The association rule, “on its face,” arguably imposes forms of control in regards to the price for the supply of buyer broker services, according to Crampton.
‘These include restrictions on who may pay Cooperating Brokerage commissions/compensation, and on when a change in such commissions/compensation may be requested and made,” he wrote.
“A further form of control is arguably imposed through the prohibition on using the terms of an Offer or an Agreement of Purchase and Sale to ‘include or modify’ a commission.”
The court rejected the association defendants’ contention that the plaintiff hadn’t sufficiently pleaded that they “aided, abetted or counseled the formation of an unlawful agreement,” noting that the association defendants “developed and promulgated the Buyer Brokerage Commission Rule, and then required their members to adhere to it.” Therefore, the plaintiff’s claims against the association defendants were allowed to proceed.

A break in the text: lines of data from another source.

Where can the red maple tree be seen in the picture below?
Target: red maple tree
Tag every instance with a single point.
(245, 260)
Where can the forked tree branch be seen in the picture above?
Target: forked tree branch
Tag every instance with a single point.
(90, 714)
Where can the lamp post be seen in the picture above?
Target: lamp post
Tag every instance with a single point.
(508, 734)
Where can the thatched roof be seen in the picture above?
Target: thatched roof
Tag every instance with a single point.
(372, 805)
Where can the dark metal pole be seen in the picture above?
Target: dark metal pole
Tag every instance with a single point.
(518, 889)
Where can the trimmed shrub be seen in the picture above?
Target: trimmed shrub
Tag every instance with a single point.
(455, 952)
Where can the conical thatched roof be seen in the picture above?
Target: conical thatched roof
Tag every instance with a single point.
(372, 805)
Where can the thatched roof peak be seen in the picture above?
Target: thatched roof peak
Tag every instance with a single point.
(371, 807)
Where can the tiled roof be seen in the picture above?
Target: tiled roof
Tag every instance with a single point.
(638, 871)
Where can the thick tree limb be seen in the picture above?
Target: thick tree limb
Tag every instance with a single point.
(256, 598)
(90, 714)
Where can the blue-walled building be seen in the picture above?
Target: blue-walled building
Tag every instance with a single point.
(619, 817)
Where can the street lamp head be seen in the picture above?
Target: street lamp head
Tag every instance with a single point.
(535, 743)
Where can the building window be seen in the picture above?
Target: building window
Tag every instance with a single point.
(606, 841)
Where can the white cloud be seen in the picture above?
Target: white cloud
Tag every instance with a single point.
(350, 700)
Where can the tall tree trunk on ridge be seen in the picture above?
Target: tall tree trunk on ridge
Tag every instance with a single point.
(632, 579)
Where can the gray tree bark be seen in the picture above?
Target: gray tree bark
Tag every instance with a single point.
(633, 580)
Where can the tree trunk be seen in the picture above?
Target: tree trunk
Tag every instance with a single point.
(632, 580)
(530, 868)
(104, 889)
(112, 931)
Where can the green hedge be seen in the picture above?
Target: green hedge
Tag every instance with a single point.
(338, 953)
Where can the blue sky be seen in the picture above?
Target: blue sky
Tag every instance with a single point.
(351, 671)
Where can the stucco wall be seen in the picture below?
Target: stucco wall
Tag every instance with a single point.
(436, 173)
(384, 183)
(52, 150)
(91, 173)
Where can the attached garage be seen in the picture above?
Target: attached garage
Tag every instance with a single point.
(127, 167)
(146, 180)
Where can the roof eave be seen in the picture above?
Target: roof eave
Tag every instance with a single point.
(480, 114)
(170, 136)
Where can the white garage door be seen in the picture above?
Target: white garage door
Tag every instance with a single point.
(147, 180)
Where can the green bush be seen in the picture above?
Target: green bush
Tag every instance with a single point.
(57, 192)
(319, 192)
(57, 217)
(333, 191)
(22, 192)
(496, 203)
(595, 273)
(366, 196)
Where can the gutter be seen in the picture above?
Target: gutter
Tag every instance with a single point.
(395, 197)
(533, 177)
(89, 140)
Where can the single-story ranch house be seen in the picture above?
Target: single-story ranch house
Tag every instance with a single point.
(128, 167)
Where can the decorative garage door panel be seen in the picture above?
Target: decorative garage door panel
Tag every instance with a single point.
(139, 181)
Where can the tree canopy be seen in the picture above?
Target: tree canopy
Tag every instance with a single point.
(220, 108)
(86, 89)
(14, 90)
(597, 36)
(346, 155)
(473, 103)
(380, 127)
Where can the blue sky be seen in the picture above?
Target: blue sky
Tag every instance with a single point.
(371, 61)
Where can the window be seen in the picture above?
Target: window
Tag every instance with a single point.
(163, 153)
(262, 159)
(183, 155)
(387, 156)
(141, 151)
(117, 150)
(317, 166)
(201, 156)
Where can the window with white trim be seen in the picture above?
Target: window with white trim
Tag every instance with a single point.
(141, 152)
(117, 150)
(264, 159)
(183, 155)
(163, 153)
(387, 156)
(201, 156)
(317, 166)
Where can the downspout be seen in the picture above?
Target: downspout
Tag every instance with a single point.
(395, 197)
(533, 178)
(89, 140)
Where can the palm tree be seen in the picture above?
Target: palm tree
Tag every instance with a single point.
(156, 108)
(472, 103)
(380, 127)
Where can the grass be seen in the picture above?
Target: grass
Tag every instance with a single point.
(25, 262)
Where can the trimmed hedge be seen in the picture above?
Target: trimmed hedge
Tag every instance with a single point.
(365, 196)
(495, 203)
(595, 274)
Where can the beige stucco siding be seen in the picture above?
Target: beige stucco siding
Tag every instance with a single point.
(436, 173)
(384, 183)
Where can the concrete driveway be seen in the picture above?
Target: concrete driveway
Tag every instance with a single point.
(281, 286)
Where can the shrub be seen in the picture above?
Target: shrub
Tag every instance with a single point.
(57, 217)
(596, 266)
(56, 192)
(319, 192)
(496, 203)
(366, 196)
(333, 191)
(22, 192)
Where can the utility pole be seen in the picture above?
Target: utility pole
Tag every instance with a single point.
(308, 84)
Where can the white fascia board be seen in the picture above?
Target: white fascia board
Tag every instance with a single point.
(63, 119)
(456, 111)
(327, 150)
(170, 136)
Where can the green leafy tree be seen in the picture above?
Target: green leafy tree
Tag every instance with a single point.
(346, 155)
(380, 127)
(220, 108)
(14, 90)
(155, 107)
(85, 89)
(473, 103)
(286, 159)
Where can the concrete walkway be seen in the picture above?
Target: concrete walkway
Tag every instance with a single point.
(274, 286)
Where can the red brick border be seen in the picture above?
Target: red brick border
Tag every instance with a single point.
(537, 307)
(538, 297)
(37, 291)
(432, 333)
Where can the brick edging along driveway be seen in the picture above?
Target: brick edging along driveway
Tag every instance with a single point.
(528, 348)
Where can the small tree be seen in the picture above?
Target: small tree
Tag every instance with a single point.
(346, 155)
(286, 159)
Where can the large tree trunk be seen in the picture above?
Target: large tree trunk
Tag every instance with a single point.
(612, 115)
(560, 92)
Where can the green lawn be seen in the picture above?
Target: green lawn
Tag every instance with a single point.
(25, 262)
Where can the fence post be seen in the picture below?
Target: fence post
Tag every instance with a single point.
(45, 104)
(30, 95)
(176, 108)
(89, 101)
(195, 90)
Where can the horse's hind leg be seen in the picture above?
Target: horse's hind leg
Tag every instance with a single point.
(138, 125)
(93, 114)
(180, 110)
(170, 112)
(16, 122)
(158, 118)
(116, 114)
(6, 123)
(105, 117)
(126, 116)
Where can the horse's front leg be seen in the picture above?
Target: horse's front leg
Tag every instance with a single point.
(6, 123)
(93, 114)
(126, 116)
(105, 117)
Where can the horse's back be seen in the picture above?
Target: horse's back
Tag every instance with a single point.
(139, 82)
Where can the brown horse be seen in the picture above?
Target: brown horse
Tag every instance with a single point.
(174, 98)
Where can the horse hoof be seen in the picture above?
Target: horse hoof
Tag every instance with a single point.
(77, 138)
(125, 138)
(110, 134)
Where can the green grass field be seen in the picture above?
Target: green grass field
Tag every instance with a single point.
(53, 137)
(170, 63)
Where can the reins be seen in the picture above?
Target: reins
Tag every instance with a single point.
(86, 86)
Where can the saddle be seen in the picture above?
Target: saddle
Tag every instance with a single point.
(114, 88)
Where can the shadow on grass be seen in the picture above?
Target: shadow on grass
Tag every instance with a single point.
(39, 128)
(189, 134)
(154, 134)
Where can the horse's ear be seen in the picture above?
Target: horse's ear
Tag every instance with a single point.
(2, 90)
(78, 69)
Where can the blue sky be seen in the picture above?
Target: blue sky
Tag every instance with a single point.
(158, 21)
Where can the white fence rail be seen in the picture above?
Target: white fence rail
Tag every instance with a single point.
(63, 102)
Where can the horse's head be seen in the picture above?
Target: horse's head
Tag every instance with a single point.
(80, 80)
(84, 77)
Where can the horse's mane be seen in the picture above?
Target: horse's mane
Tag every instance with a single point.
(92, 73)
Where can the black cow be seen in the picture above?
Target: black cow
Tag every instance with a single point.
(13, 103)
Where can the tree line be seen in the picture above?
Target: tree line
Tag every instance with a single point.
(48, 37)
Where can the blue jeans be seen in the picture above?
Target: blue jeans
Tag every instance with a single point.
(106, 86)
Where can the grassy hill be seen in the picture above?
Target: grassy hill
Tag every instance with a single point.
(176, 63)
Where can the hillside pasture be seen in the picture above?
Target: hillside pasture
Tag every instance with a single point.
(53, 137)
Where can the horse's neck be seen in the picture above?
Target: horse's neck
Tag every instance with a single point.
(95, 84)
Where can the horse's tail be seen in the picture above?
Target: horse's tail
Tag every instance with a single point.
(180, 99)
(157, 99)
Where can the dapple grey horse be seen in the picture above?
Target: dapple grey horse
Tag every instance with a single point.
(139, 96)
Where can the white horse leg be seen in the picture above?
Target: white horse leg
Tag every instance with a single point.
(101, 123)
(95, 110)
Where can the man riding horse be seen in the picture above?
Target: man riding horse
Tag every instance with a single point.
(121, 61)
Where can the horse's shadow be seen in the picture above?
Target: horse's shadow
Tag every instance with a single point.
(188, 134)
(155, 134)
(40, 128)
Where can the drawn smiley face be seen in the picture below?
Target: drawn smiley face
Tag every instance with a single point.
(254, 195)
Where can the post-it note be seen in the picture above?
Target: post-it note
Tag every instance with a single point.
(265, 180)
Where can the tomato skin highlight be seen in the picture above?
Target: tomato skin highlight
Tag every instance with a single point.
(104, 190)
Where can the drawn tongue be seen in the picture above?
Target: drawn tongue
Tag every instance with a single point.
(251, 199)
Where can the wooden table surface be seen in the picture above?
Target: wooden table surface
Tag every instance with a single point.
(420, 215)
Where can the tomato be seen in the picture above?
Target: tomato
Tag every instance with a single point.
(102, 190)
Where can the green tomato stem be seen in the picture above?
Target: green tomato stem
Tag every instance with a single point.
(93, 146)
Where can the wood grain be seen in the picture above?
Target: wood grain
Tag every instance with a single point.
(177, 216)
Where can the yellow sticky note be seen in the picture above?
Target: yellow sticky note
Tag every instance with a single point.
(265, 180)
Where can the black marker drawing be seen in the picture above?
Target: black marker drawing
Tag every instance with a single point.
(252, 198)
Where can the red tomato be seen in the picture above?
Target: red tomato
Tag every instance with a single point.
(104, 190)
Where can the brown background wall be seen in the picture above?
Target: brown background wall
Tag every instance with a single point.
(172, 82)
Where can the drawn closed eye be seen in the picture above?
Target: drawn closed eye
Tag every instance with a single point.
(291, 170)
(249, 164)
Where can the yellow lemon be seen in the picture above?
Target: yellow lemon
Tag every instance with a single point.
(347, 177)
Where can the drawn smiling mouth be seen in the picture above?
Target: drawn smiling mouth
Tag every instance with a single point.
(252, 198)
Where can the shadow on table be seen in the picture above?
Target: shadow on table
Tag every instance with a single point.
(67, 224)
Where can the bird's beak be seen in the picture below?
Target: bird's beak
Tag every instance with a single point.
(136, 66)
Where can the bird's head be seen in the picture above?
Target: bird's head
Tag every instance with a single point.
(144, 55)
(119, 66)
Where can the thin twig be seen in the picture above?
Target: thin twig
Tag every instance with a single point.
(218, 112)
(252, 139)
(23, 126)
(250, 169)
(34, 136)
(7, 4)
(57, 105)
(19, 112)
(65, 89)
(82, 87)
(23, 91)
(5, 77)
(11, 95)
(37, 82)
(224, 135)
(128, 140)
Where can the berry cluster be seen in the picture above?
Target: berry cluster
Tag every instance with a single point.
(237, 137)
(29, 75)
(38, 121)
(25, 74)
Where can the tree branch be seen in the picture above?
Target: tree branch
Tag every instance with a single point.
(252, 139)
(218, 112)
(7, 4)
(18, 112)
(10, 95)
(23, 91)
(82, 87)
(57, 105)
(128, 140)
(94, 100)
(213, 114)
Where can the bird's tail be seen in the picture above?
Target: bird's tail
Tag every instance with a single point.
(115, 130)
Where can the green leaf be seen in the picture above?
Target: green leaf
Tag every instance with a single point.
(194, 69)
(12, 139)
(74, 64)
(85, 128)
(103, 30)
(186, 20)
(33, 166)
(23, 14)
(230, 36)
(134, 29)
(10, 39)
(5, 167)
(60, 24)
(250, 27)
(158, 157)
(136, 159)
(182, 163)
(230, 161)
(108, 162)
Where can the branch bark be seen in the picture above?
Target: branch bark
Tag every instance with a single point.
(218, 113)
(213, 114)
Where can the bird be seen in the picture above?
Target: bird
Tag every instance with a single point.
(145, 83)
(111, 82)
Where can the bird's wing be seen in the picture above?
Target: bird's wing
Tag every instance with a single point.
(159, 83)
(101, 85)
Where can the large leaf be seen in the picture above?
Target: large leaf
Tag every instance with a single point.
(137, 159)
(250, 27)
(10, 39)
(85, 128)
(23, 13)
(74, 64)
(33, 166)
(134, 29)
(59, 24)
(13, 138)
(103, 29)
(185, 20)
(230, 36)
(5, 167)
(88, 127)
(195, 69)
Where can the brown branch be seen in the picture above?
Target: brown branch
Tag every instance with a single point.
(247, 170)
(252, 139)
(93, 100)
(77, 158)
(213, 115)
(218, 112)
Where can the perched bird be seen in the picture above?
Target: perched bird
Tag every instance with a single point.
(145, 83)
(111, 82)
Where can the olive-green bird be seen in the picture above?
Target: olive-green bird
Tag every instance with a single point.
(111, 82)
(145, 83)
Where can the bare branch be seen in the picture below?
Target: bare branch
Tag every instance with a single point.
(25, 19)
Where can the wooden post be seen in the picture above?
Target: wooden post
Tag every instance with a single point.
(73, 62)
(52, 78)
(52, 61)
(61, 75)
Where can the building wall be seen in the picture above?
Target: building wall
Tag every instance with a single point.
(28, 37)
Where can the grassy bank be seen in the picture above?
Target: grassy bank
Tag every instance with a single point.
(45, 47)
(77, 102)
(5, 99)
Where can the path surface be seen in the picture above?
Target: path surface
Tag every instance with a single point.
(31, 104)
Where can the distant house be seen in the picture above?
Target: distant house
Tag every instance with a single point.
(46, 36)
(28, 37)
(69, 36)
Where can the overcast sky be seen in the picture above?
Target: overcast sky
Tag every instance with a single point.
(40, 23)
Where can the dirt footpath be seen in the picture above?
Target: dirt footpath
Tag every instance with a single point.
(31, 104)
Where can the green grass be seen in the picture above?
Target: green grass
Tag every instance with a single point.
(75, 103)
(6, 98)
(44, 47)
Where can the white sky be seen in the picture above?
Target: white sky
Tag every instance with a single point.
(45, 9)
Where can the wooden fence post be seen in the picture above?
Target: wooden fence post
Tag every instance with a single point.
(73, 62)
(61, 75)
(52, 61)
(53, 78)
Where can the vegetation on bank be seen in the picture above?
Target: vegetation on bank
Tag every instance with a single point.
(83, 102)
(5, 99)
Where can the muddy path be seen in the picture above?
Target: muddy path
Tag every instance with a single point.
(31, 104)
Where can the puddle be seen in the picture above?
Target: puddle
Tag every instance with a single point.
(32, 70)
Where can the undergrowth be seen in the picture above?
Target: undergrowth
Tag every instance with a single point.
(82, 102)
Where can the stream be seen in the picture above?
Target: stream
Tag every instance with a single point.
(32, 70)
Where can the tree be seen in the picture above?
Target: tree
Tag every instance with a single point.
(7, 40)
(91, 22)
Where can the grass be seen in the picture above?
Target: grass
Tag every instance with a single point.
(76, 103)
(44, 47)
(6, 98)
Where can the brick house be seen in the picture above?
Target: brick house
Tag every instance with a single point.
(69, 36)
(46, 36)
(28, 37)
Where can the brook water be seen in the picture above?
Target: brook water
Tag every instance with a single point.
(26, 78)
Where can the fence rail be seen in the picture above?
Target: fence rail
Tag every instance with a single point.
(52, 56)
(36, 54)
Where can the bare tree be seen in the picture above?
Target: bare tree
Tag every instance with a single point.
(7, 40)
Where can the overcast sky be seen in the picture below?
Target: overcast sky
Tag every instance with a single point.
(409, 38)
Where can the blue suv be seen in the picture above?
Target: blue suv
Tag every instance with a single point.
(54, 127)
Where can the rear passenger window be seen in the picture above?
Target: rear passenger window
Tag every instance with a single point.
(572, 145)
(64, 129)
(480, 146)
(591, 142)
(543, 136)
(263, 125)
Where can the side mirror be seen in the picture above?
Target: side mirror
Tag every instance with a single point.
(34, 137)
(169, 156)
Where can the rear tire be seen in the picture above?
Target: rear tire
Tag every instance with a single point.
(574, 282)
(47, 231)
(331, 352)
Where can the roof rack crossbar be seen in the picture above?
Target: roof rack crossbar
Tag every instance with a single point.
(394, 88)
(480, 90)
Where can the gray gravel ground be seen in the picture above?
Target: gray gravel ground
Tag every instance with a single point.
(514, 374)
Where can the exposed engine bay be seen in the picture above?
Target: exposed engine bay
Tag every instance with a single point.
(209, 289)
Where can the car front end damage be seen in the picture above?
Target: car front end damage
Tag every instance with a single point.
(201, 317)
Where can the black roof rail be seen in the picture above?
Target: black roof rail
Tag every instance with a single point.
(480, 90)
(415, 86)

The court also found that the plaintiff had presented a viable claim that the brokerage defendants “aided, abetted or counseled the formation of an unlawful agreement,” but came to a slightly different conclusion in regards to the franchisor defendants. The court ruled that the franchisor defendants “aided” and “abetted” the formation of the alleged “arrangement,” but struck the allegation that they “counseled” their franchisees to violate the competition law.
“[M]erely requiring franchisees to sign a Franchise Agreement, which in turn requires them to comply with and implement TRREB and CREA’s Rules, implicitly including the Buyer Brokerage Commission Rule, does not arguably rise to the level of deliberately encouraging or actively inducing the commission of a criminal offence,” Crampton wrote.
Inman has reached out to CREA and TRREB for comment on the judge’s ruling and will update this story if and when responses are received.